In solaris, each disk slice has two access paths. one is raw device and the
other block device.
when you use the disk as a file system with command like cp, ls, you use its
block device /dev/dsk,
when you use them as streamed data device with command like newfs or fsck,
it is using raw device /dev/rdsk
Can I say a disk like c0t3d0s1 is blockdevice? or raw device?
Gang
-----Original Message-----
From: Doug McLaren [mailto:dougmc at frenzy.com]
Sent: Monday, August 09, 1999 3:30 PM
To: sunhelp at ohno.mrbill.net
Subject: Re: [Sunhelp] Tape Drive -- Block or Raw Device?

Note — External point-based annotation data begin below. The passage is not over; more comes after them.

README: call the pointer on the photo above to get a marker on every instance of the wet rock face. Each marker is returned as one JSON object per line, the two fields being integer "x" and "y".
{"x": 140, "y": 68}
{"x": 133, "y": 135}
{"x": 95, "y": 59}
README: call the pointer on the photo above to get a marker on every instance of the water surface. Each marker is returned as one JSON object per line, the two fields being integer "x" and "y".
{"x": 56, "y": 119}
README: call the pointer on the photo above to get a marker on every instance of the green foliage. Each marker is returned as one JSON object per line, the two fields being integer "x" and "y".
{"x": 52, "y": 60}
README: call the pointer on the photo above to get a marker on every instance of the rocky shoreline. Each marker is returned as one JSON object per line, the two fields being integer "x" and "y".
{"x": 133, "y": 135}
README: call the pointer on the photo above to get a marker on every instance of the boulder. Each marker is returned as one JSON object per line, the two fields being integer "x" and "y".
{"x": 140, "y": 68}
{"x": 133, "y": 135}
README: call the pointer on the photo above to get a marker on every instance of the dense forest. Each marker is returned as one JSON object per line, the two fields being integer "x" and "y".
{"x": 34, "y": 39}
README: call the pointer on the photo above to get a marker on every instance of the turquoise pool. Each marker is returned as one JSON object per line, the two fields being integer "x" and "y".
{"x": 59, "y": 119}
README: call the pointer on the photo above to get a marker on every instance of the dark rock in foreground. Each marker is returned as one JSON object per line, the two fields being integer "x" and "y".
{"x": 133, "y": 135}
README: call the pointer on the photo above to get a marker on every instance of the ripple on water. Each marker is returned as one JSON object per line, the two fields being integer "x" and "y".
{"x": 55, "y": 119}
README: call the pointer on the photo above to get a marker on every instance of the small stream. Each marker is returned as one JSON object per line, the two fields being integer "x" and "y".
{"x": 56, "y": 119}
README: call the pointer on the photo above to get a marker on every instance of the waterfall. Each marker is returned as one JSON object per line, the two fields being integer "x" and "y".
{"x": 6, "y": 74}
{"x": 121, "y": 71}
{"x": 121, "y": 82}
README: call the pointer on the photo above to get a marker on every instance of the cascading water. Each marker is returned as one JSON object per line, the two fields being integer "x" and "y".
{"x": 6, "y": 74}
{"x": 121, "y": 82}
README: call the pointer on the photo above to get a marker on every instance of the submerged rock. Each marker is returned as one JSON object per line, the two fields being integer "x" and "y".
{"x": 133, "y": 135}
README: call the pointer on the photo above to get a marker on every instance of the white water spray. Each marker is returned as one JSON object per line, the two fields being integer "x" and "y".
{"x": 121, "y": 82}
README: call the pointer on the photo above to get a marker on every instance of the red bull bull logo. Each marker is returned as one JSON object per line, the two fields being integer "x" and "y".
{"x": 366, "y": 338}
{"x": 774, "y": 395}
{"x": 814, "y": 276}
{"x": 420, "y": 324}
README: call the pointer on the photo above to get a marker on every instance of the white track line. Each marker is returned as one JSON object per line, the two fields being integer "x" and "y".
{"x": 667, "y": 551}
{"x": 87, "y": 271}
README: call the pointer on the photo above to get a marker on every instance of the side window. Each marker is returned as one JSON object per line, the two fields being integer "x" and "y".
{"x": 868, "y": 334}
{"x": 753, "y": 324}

On Mon, Aug 09, 1999 at 11:22:50AM -0500, He Gang-W1268C wrote:
| I would say it's block device.
I would say it's not. It's a character device.
% ls -la /dev/rmt/0mn
lrwxrwxrwx 1 root root 51 Sep 29 1997 /dev/rmt/0mn ->
../../devices/sbus at 3,0/SUNW,fas at 3,8800000/st at 4,0:mn
% ls -la /devices/sbus at 3,0/SUNW,fas at 3,8800000/st at 4,0:mn
crw-rw-rw- 1 root sys 33, 140 Sep 29 1997
/devices/sbus at 3,0/SUNW,fas at 3,8800000/st at 4,0:mn
That `c' means character device. For comparison, a block device would
look like this -
% ls -la /devices/sbus at 3,0/SUNW,fas at 3,8800000/sd at 0,0:a
brw-r----- 1 root sys 32, 0 Sep 26 1997
/devices/sbus at 3,0/SUNW,fas at 3,8800000/sd at 0,0:a
The distinction is that with a block device you can seek around and
access any block. It's random access. Think of a hard disk or a
cdrom.
A character device doesn't offer random access. You access it as a
stream of data. With a tape drive you do have a little more
flexibility, as you *can* seek around the tape, but it's not
transparant - instead of using the seek() system calls, you have to
send the tape drive commands to do what you want it to do.
There are device drivers out there that can make a block device out of
a tape drive, but they're typically r e a l l y slow and are rarely
used.
Other character devices would be a virtual console, a serial port, a
keyboard/mouse, a printer, etc.
The `blocking factor' that you're referring to is merely the number of
bytes written or read at a time. It doesn't mean it's a block device.